They weren`t doing anything too advanced - they were simply trying to brute force user`s password using the most common passwords people use, such as "password", "username123″ , "fuckyou" etc.
Our forum has a security mod which detects multiply failed logon attempts. In that case it blocks an account for 10 minutes and sends an email: "Account is now blocked".
If you have "strong" password there is nothing to worry about.
Here are some principles for setting a good password (by David Harley):
So, everything is under control● Embed control characters or non-alphanumeric symbols such as digits, punctuation marks and symbols (where the system allows this).
● Misspell (but consistently!) "Dis passéfrase 1s kwite gud bot wd b betr wiv sum #s & karakters that r nut alfan00meric."
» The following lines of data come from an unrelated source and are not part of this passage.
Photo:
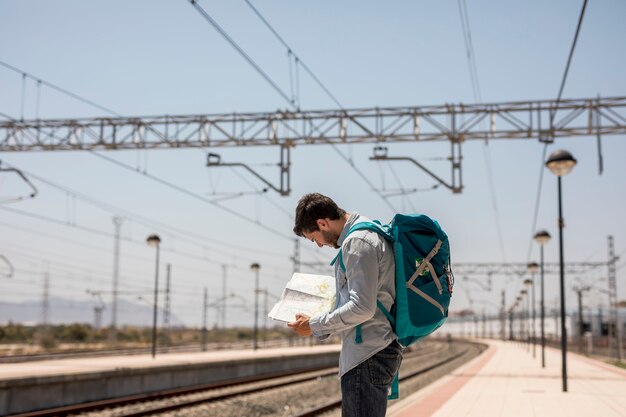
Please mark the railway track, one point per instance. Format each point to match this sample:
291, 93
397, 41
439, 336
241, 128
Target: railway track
304, 394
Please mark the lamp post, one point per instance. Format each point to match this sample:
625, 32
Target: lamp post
524, 295
520, 315
581, 325
561, 163
155, 241
533, 267
542, 237
255, 267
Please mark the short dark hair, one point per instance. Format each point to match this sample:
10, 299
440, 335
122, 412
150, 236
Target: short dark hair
312, 207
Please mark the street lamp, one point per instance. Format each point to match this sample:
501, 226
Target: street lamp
524, 295
542, 237
561, 163
520, 316
155, 241
255, 267
533, 267
530, 283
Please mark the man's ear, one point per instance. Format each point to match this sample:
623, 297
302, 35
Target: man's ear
323, 224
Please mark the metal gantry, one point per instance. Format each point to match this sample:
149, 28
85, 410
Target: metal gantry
519, 269
544, 120
455, 123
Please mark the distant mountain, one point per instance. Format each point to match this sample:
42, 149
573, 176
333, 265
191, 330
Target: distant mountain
70, 311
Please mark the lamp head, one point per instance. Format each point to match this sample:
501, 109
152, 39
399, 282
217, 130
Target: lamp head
153, 240
533, 267
560, 162
542, 237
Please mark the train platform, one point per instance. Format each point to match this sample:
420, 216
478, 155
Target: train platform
506, 381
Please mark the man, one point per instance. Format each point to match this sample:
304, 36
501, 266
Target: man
370, 354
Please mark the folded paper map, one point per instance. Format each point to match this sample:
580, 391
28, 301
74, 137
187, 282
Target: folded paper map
305, 293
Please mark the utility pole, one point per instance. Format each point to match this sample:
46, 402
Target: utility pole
117, 222
45, 302
503, 317
166, 314
615, 333
205, 309
296, 256
581, 325
265, 317
224, 282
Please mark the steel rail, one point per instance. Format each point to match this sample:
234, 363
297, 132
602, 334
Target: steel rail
311, 374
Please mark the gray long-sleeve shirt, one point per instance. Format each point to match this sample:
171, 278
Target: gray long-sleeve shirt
369, 276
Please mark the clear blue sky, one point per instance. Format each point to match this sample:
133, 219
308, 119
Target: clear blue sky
162, 57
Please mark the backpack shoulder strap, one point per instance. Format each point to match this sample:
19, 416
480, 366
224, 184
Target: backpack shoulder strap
374, 226
384, 231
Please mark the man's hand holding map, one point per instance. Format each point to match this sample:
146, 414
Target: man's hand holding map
305, 293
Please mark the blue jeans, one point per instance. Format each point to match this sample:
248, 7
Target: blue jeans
364, 388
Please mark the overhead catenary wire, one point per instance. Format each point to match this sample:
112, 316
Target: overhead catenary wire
84, 100
110, 235
57, 88
179, 233
278, 89
475, 80
552, 115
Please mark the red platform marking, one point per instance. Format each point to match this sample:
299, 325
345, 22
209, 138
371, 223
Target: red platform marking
431, 403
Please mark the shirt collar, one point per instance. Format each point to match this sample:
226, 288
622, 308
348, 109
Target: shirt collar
349, 223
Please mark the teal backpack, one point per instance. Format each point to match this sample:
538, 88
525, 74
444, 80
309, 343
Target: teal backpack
424, 278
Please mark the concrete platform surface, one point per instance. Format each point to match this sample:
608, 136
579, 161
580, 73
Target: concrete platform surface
506, 381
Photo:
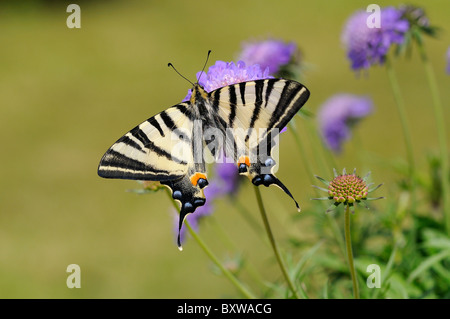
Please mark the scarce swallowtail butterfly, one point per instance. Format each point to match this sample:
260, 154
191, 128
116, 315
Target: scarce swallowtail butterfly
241, 120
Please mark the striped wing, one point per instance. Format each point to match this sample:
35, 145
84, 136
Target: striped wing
153, 150
255, 112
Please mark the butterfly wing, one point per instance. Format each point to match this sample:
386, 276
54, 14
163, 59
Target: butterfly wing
162, 149
254, 112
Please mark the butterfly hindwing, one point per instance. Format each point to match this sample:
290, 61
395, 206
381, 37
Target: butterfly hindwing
256, 111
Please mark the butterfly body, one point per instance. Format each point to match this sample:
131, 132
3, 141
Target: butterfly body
240, 121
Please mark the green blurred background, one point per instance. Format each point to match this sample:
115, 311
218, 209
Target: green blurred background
67, 94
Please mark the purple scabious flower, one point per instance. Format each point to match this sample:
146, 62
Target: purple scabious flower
368, 45
272, 54
227, 73
338, 114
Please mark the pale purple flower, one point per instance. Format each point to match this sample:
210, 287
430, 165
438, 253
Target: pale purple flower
272, 54
366, 45
227, 73
338, 114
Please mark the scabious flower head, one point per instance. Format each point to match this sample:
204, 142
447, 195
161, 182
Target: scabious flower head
338, 114
368, 45
448, 60
227, 73
272, 54
347, 189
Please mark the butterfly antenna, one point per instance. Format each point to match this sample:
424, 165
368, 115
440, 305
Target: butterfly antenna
171, 65
204, 66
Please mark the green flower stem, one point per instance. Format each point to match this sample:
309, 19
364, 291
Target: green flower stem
348, 243
440, 126
273, 243
403, 120
211, 256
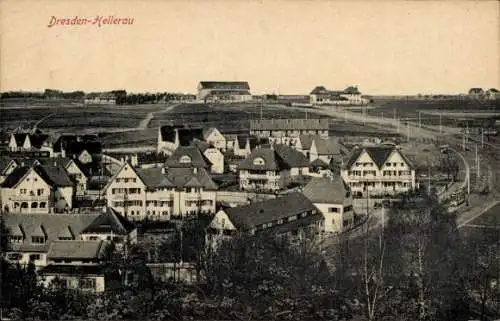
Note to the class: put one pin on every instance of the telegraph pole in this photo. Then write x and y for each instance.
(482, 137)
(477, 164)
(440, 124)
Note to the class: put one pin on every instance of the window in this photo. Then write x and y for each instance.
(185, 159)
(38, 239)
(14, 256)
(16, 239)
(35, 257)
(88, 284)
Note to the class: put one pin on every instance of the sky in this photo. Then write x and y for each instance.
(388, 47)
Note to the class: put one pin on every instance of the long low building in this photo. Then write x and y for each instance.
(224, 91)
(287, 131)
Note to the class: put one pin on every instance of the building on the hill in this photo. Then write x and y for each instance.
(100, 99)
(326, 150)
(380, 170)
(37, 189)
(30, 142)
(292, 215)
(349, 96)
(214, 137)
(170, 137)
(224, 91)
(163, 193)
(287, 131)
(333, 198)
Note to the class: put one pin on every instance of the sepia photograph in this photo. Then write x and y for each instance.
(260, 160)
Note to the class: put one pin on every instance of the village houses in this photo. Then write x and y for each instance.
(37, 189)
(162, 193)
(287, 131)
(271, 168)
(291, 215)
(379, 170)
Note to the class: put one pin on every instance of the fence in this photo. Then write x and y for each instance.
(178, 272)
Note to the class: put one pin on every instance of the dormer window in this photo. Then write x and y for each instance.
(38, 239)
(259, 161)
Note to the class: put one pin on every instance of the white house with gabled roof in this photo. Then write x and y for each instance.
(379, 170)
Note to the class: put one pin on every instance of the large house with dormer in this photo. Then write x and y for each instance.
(37, 189)
(224, 91)
(378, 170)
(292, 215)
(271, 168)
(287, 131)
(349, 96)
(333, 198)
(31, 235)
(179, 189)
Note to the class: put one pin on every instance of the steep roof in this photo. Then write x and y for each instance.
(318, 162)
(254, 214)
(329, 146)
(237, 85)
(153, 177)
(291, 156)
(290, 124)
(272, 160)
(110, 221)
(198, 160)
(208, 131)
(15, 176)
(202, 146)
(306, 141)
(326, 190)
(379, 154)
(55, 176)
(75, 249)
(186, 177)
(54, 226)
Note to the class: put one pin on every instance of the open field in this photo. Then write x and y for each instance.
(454, 112)
(74, 117)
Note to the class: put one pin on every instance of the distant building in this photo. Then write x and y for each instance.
(30, 142)
(287, 131)
(292, 215)
(492, 94)
(170, 137)
(224, 91)
(100, 99)
(349, 96)
(332, 196)
(378, 170)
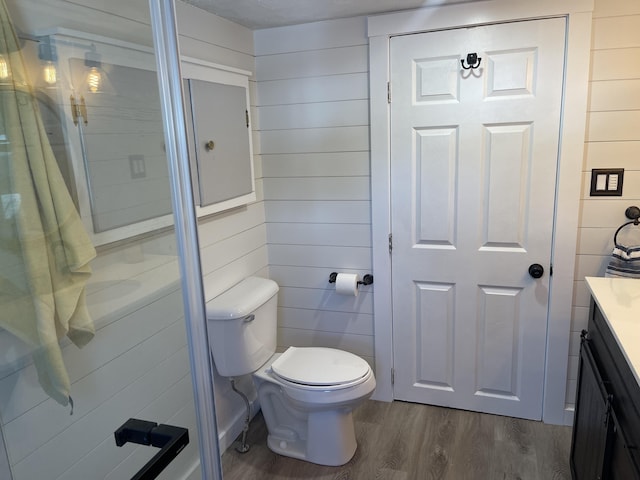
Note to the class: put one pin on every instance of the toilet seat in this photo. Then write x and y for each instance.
(320, 368)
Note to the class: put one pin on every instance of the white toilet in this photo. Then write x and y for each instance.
(307, 394)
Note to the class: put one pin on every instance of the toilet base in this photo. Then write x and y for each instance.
(331, 439)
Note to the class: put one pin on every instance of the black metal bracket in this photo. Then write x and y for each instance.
(473, 61)
(366, 280)
(633, 213)
(171, 441)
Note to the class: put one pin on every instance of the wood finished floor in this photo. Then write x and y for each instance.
(405, 441)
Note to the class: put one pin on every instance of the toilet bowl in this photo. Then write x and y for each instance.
(307, 397)
(307, 394)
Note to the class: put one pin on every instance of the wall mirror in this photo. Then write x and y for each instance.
(107, 98)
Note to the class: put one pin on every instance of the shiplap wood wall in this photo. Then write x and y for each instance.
(312, 85)
(613, 141)
(138, 363)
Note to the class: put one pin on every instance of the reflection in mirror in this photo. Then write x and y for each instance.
(123, 142)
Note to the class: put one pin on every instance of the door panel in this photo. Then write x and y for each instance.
(474, 156)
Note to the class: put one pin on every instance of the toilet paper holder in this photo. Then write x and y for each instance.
(366, 280)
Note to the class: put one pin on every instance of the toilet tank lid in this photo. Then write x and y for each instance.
(241, 299)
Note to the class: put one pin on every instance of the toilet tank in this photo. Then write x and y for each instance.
(242, 326)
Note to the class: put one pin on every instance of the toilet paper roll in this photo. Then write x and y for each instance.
(347, 284)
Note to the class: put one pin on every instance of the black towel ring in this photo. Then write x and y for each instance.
(634, 214)
(615, 235)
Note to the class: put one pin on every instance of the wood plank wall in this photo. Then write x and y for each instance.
(138, 363)
(613, 141)
(312, 83)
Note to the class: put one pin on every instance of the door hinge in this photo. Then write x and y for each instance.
(78, 110)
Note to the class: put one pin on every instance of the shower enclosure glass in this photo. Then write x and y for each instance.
(93, 329)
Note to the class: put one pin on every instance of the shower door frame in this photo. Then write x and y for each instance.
(165, 37)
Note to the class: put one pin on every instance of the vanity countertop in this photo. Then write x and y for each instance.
(619, 302)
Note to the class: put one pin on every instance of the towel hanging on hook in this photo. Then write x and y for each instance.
(625, 261)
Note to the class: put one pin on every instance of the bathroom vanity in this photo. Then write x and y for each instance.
(606, 429)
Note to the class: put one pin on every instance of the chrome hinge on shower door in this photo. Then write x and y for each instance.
(78, 109)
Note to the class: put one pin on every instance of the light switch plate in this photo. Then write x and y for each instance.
(606, 182)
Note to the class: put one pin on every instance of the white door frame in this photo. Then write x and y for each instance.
(573, 126)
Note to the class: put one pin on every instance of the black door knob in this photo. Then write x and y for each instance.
(536, 270)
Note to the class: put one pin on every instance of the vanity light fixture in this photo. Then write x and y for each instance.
(4, 68)
(48, 57)
(95, 76)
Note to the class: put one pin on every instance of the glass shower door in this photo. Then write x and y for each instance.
(93, 328)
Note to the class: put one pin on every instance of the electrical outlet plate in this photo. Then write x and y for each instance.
(606, 182)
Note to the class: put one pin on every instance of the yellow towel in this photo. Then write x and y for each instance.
(44, 248)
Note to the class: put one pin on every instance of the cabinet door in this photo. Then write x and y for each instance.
(221, 130)
(620, 457)
(591, 427)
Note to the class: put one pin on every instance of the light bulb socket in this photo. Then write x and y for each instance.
(92, 58)
(46, 51)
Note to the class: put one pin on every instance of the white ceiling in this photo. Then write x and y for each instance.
(258, 14)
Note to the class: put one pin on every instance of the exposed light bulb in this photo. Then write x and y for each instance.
(50, 74)
(94, 79)
(4, 68)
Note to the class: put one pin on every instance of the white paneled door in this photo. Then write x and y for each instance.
(473, 171)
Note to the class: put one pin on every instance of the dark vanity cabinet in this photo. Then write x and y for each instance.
(606, 428)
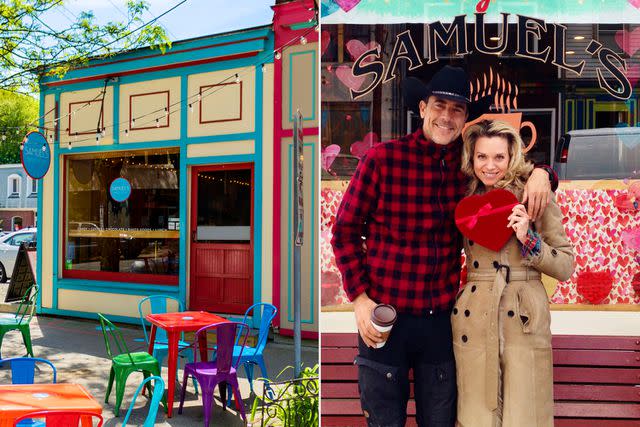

● Unorthodox caPitaliZation
● Use a personally significant acronym, e.g., ICRMFPW (I Can`t Remember My Friendly Password)
● Link together two words, possibly with a symbol as a delimiter, e.g., egG^rIbBoN.
● Replace letters with digits or equivalent characters, and words with abbreviations, e.g., BunZ4T, NeWz@10.
● Interleave two words, e.g., RmAaInN.
● Interleave a word with a numeric string, e.g., f9L7a0s8H.
● Don`t use the same password on several machines.